Reiß eine Pflanze mehrmals aus und
versuche, sie neu zu setzen. Irgendwann wird sie nicht mehr anwachsen. Die
Chancen für eine soziale „Verflechtung“ des Modernen stehen schlecht. Um so mehr konzentriert er sich auf die Familie. Aus Angst
vor späterer Einsamkeit versuchen die Eltern, ihre Kinder an sich zu binden.
Weil sie ahnen, dass sie sich selbst nicht genügen werden, und weil sie es
versäumt haben, soziale Bindungen nach „draußen“ zu
knüpfen, hoffen sie auf ihre Kinder als „Gesellschafter“.
Und so werden Familienbande zur
lähmenden Umklammerung. Wenn du dein Ich retten willst, bleibt dir nichts
anderes übrig, als in die innere Emigration zu gehen Und beim Familienfest
spielst du die Farce mit: rituelle fröhliche Gemeinsamkeit, gespeist aus der
Erinnerung an „glückliche Tage“. Vergessen der
tägliche aufreibende Kleinkrieg, der sich auf der Familienbühne abspielte.
Idylle oder Kriegsschauplatz? Das
Märchen von der Familie als dem „Hort der Menschlichkeit“ fällt schwer zu
glauben angesichts der Dramen, die dort stattfinden.

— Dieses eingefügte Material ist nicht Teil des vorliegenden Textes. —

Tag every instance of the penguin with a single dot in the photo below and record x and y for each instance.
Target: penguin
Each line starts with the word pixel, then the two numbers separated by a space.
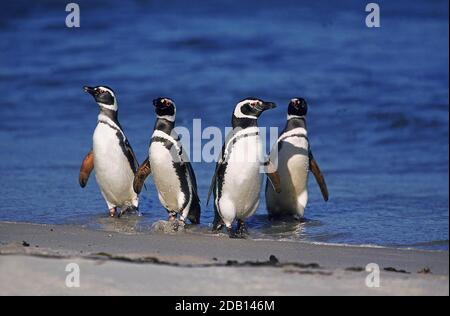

Abkühlung in die überhitzte
Kleinstparzelle Familie könnte das Partnerschaftsmodell bringen, wenn es von
den Ehepartnern auf die Eltern-Kind-Beziehung ausgeweitet würde. Man ziehe
Aufmerksamkeit und Gefühle von der Person des anderen ab und lenke sie auf
Dinge oder gemeinsame Ziele. Die Person-Sach-Beziehung ist stabiler und weniger
konfliktanfällig als die Person-Person-Beziehung.
Schenk deinem Kind einen „PC“ als
Spielkameraden, und das ewige Gezeter und Geplärre ist vorbei. Überlass es sich
selbst und seinem Spielzeug, auf dass es lerne, ohne
andere auszukommen. Irgendwann wird es diese nervende, für beide Teile
frustrierende Anhänglichkeit überwinden.
Emanzipation und Narzissmus weisen wie
vielerorts den Weg aus überflüssigen Konflikten. Emanzipatorische
Unabhängigkeit und narzisstische Selbstgenügsamkeit befreien von der
demütigenden gegenseitigen Abhängigkeit und dem triefäugigen Bedürfnis nach
Gemeinschaft. Die Atmosphäre wird entkrampft. Die antiquierte „soziale Bindung“,
deren Grundlage das „Aufeinander-angewiesen-Sein“ war, ist längst hinfällig
geworden. Das Zeitalter der festen Beziehungen geht offensichtlich seinem Ende
entgegen.
Die Rudimente der sozialen Instinkte aus
grauer Vorzeit können auf einem höheren Niveau, subtil und spielerisch,
befriedigt werden. Man trifft sich sporadisch in Clubs, Vereinen und zu Partys.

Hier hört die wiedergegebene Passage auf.